Риф собралась уходить и мужчина заметил это.
— Погодите, не уходите! — чуть не взмолился он. И, упав на колени, пополз следом за замухрышкой. — Я проделал опасный путь, чтобы найти вас. — Принцесса, не уходите! — крикнул он.
Риф на секунду остановилась, чтобы кое что прояснить для себя. Но просто из женского любопытства, не более того. Ведь, из всей той тарабарщины, что произнёс Кейт, одно слово было ей не знакомо.
— Что такое… принцесса? — с трудом выговорила она. — Это главарь звена бандитов?
Глаза Кейта наполнились неописуемой грустью, когда он услышал такого содержания слова от Риф.
— Принцесса это почти, как Королева, — сказал он. — И очень часто принцессы становятся Королевой.
Риф кое что слышала о королях и королевах.
— Ты лжёшь. Я не могу быть принцессой. У меня нет такой одежды и украшений.

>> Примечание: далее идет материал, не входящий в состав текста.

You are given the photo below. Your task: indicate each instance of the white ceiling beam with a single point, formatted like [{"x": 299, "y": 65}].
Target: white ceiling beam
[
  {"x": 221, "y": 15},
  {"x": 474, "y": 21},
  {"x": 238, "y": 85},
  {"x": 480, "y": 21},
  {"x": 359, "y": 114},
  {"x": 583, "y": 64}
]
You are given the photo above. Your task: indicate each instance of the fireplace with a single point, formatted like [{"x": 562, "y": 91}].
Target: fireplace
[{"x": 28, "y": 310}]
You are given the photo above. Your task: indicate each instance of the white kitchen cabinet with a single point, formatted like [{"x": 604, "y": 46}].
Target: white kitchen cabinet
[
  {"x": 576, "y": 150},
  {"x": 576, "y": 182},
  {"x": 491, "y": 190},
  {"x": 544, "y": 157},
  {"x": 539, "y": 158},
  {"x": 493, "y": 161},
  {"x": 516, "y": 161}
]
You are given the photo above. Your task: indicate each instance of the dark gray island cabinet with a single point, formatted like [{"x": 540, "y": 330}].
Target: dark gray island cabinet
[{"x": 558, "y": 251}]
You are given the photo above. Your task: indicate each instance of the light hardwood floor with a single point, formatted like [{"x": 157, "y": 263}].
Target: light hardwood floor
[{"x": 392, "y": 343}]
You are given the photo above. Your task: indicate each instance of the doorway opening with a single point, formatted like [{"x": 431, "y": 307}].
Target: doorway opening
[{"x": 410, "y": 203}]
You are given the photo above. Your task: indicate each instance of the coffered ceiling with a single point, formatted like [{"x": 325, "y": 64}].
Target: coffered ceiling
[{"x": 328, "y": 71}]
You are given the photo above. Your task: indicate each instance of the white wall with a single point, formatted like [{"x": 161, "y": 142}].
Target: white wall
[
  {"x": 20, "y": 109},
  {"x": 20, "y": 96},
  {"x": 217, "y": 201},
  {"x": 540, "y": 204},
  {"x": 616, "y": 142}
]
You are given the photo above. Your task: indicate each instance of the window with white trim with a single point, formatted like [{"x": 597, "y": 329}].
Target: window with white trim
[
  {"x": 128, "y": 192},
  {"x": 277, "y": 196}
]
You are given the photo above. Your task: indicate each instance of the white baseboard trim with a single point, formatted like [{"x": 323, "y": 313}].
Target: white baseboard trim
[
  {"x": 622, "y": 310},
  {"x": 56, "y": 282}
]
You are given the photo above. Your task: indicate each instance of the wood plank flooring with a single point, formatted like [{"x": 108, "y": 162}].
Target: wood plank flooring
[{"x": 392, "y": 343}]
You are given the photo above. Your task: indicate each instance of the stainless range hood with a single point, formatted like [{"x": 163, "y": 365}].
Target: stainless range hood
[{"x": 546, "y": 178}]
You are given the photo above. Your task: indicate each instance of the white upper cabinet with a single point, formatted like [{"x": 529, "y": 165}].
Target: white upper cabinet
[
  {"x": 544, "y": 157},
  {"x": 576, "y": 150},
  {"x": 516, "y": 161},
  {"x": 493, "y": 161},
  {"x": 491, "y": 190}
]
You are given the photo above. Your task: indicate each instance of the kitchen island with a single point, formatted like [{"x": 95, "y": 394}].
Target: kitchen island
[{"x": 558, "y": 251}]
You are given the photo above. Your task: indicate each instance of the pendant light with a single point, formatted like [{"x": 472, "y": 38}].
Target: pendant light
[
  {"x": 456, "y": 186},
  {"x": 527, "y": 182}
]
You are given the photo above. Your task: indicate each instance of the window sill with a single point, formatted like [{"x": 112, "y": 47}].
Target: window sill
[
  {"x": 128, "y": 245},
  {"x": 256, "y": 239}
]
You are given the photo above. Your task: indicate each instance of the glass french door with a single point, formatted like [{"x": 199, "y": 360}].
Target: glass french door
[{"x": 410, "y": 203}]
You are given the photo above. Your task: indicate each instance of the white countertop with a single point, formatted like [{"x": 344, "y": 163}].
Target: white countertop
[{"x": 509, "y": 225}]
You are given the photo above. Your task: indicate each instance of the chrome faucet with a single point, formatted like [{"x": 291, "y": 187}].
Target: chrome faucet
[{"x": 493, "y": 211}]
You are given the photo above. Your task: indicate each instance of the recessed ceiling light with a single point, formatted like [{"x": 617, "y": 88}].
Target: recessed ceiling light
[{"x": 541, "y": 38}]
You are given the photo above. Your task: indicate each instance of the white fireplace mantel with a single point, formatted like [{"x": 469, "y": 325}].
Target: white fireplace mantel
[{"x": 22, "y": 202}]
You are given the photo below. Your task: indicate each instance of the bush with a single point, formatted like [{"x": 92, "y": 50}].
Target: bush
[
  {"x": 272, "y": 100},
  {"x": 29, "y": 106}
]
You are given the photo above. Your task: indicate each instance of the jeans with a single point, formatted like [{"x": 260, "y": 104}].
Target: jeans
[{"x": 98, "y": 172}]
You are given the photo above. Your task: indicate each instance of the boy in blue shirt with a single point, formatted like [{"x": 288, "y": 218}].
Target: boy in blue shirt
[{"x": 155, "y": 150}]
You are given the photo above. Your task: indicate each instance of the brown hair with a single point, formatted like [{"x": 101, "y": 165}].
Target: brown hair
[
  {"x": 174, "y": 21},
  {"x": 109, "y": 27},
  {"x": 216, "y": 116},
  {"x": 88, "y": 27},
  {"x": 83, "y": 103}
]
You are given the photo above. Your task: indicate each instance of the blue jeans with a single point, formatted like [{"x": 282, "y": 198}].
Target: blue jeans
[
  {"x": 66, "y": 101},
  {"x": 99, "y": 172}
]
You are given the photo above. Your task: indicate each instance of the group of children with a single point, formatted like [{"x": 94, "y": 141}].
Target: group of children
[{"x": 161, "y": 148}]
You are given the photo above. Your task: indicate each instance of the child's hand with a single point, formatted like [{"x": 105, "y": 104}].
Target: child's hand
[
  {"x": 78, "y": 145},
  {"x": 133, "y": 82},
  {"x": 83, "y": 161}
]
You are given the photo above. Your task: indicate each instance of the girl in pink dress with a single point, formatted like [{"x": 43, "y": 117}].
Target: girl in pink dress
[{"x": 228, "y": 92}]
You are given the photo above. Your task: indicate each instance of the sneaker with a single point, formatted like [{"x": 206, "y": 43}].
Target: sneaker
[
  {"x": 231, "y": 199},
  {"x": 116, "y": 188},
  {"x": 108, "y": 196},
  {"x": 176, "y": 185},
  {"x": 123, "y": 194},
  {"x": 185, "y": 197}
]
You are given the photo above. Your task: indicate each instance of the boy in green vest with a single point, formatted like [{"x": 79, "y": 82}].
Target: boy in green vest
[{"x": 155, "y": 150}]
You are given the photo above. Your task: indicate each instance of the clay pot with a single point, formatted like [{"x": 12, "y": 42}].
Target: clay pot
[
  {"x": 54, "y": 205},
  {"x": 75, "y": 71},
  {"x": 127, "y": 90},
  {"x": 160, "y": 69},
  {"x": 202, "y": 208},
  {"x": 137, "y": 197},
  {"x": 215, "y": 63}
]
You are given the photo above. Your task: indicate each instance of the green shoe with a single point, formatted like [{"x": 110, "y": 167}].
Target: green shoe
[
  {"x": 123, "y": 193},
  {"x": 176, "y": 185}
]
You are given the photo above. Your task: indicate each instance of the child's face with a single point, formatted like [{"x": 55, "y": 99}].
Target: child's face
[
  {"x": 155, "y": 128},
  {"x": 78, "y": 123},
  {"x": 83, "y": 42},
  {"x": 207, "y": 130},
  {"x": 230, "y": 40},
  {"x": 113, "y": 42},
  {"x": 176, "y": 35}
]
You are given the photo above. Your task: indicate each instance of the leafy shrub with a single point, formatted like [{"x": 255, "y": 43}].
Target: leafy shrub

— Если кому-то дать королевские одежды и украшения это не сделает её принцессой. Ею можно только родиться.
Риф на время забыла о кошкохвосте и тот, прокравшись незамеченным к баку, нырнул в него, поудобнее устраиваясь на месте предстоящего пиршества.
— Почему же я здесь, а не возле трона короля и королевы?
— Это долгая история, — сказал Кейт и, встав с колен, полез во внутренний карман дорогого пиджака.
Глаза его, не отрываясь, смотрели на Риф. Из кармана Кейт достал несколько фотографий и протянул Риф. — Вот, — сказал он. — Взгляните.